(dissenting).
The first conclusion of the majority opinion is that the judgment of the trial court was correct on the question of possession. In this conclusion I concur; although, I do not find that the limited jurisdiction of the civil court of record is in any manner concerned with that conclusion. In addition it should be pointed out that a proper equitable defense may be made by a purchaser in default on a retain title contract. See Ragsdale v. Miami Cadillac Co., 88 Fla. 302, 102 So. 494.
Upon this second question, “(2) was it error to enter a summary judgment for the value of an automobile in replevin which had been returned under a forthcoming bond to the petitioner, no determination having been made of the special interests of the respondent in said automobile (?)”, I conclude that no error was committed under the state of the pleadings in this case, since it was established that the plaintiff did not have a special interest in the automobile.

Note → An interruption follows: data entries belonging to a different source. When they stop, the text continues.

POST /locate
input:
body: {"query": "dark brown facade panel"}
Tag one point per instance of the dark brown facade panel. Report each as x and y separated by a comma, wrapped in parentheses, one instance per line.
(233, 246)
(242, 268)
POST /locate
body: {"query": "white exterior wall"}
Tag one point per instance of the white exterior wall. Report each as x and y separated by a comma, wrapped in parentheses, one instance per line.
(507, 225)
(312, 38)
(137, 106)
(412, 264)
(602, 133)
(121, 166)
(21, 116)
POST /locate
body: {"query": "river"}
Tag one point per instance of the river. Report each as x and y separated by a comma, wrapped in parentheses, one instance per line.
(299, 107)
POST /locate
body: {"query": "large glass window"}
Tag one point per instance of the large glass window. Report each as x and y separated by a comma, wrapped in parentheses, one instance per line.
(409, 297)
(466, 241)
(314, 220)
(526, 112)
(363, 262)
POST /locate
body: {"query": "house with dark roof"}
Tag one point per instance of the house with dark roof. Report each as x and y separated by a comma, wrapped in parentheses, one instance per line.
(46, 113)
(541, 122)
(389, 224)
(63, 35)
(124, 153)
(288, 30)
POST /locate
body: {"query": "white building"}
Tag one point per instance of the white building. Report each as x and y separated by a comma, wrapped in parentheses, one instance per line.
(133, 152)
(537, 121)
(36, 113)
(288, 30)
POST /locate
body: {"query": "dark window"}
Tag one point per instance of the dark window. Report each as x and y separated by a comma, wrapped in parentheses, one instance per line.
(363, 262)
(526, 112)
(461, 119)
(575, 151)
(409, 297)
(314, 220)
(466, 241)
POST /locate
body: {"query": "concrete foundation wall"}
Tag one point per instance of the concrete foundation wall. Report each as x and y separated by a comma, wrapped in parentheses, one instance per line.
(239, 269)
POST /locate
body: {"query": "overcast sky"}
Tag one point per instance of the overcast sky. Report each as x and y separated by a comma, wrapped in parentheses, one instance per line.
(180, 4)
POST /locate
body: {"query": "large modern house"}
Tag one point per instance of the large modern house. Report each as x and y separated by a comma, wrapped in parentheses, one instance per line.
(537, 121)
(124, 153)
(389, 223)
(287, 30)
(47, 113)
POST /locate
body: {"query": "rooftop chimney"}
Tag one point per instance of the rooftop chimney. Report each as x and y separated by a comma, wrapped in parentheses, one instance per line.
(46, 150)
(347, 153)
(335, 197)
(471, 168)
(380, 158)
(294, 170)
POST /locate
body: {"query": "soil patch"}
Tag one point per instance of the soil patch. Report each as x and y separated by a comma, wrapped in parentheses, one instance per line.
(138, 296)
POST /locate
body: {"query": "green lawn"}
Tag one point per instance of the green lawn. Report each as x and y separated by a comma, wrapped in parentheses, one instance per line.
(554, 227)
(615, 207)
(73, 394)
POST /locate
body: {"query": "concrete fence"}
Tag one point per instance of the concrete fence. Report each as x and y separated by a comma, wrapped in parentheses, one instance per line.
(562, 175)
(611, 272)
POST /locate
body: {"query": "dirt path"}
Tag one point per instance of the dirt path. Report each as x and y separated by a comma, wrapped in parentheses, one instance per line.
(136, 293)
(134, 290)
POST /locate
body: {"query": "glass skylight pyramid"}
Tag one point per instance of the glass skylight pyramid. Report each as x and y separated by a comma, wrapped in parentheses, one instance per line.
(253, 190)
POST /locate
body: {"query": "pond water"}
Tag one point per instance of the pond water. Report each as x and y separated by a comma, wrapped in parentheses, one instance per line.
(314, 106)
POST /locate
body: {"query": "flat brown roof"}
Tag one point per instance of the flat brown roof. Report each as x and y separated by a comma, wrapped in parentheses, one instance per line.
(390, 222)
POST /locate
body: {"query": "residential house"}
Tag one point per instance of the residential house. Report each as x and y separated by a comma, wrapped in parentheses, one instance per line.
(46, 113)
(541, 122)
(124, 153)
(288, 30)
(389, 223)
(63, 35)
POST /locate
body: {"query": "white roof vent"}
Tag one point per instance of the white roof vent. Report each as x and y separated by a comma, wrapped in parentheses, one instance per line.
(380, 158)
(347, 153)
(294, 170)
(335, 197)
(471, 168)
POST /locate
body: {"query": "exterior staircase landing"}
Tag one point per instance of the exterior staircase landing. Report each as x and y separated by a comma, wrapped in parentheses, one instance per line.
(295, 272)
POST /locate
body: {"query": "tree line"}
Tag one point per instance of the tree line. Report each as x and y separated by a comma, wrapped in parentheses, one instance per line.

The plaintiff owned the automobile. Since he had title, his interest in the property was not “based upon a claim of lien or some special interest therein.” An examination of the cases cited by the petitioner upon this point reveals that each of them concerns the special interest of a purchaser under a retain title contract. An exception is found in the case of Brundage v. O’Berry, 101 Fla. 320, 134 So. 520, where a judgment was entered for the amount *123found to be due upon a retain title contract to a seller, who was the plaintiff in replev-in. In that case certiorari was denied and the question involved here was not touched upon in the opinion.
Even though a purchaser in default upon a retain title contract has rights which maybe asserted, the seller has the right of possession and is the owner of the property. As such he may maintain replevin and upon defendant posting a forthcoming bond, he may have judgment for the value of the property.
Upon the motion for summary judgment properly made and noticed, the only evidence of value before the court was plaintiff’s affidavit and bond. These have been held sufficient to constitute prima facie evidence of value. Malsby v. Gamble, 61 Fla. 310, 327, 54 So. 766. I therefore conclude that the petition for writ of certiorari should have been denied.